The Department of Veterans Affairs building in Washington. (Stars and Stripes)
ABOUT THE AUTHOR: Bradley W. Hennings is a former Veterans Law Judge and is currently a partner at Chisholm Chisholm & Kilpatrick (CCK Law) in Providence, R.I., where his practice is dedicated to representing veterans before the U.S. Department of Veterans Affairs and the U.S. Court of Appeals for Veterans Claims.
Some Department of Veterans Affairs delays are worse than others. When a veteran’s VA disability rating fails to reflect an actual inability to work, Total Disability based on Individual Unemployability (TDIU) prevents disaster. Think of the former infantryman whose migraines from a blast injury leave him unable to drive or look at a screen for days at a time, yet he only has a 50% disability rating, or the Army veteran whose back pain means he can no longer lift, bend or stand for long enough to keep a job, yet he still cannot prove his condition clearly enough for a 100% schedular rating. Or the Vietnam-era sailor who struggles to articulate how post-traumatic stress disorder interferes with his ability to find employment.
These are the veterans TDIU was designed for: those whose service-connected disabilities have taken away their ability to work in ways that the VA disability rating system does not otherwise consider.
Yet for more than 20 years, veterans in these situations faced a procedural roadblock that had nothing to do with the strength of their evidence. If they didn’t meet the VA’s schedular percentages for TDIU, the Board of Veterans’ Appeals was required to send their case to another VA office for a special review before it could make a decision. That extra step almost never resulted in approval and routinely added months or years of delay. Veterans waited, often in financial crisis, for an answer everyone knew the Board could have made in the first place.
That changed this past October. In Witkowski v. Collins, the U.S. Court of Appeals for Veterans Claims finally ended the requirement that forced these cases into that unnecessary detour. The ruling grew out of a situation many veterans will recognize. James Martin Witkowski, a Navy veteran of the Vietnam era, presented clear evidence that his hearing loss had long made steady employment impossible. Still, the Board believed it couldn’t grant TDIU for the period he sought without first going through the extra referral step.
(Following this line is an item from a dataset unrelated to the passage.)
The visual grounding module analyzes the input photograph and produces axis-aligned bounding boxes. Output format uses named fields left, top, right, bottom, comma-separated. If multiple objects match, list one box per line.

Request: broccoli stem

When he asked the Board to decide his case directly, the Board said it could not, setting up the very question the court was ultimately asked to resolve.
April Donahower, an attorney at CCK Law, and her team helped bring that question before the court, giving judges the opportunity to finally examine whether this decades-old process was ever legally required. The court ultimately found that it wasn’t and that veterans should never have been forced to wait because of it.
What this means now is straightforward: veterans seeking extraschedular TDIU can receive a direct decision from the Board based on the evidence in their file. No more being sent back into the system for a step that rarely helped and often harmed. No more losing years to procedural churn.
The decision in Witkowski doesn’t fix every challenge in the disability system, but it removes one of the most persistent sources of delay for those who need TDIU the most. For veterans living with service-connected disabilities that prevent them from working, time and stability matter. This ruling brings the process a step closer to the fairness and efficiency those veterans have long deserved.